On Sundays, Pizzeria Delfina’s pop-up menu includes frozen half-baked, finish-at-home pizzas (Napoletana with tomato, anchovies, capers, hot peppers, olives and oregano, or Porcini Pie with California porcini mushrooms, Fontina Val d’aosta cheese and nepitella oil, just two examples), along with meal kits, salads, soups, gnocchi, lasagne and other entrees, wine, cocktails for two and more. Pickup is 10-11:30 a.m. on Sunday mornings.
Forster says menu flexibility, responsive service/delivery, and direct feedback from customers are her favorite features of SF2Bay’s business model. “In December, Pizzeria Delfina made amazing potato latkes for two weeks. There are [award-winning] chefs at Delfina and Oren’s, so some menu items take longer to develop, but we can be nimble and evaluate and make shifts like instantly offering cauliflower soup as we go into winter.”

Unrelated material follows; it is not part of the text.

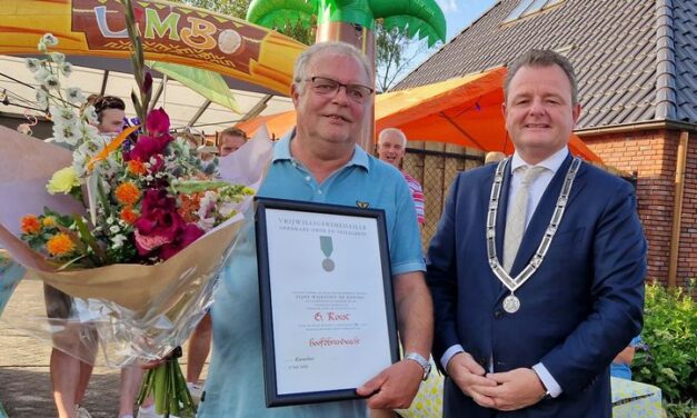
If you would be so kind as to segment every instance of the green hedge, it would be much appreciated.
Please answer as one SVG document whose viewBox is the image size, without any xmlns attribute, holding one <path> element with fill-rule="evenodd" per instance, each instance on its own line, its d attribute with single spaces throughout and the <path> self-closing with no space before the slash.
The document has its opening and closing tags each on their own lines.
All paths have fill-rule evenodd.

In addition to closely tracking feedback and sale data, SF2Bay staff scout locations and research communities extensively before launching service in a new area.
The current focus is on areas where families and urban customers can pick up orders easily. Specific location priorities are determined by the community:
Where can there be convenience, access directly off the highway, easy visibility, in a central location with space for tents and serving customers while following all social distance protocols? Convenient parking or room for curbside pick up are important.
“Safety is huge: everyone wears a mask, sanitizes hands and tools—and it’s outdoors,” notes Foster. “The biggest thing for growth is to develop a product customers want and an experience they will like. People form emotional connections with a brand over time and with positive experiences.”
Because she believes SF2Bay represents “the wave of the future” for restaurants, even after the vaccine is broadly administered and it is safe to resume in-house dining, SF2BAy is seeking more partnerships with school districts and nonprofits as well as more match-making with Piedmont and Oakland restaurants.
Forster days, “Piedmont is densely populated, with lots of people and restaurants, so it will be interesting to see how we can best serve them.”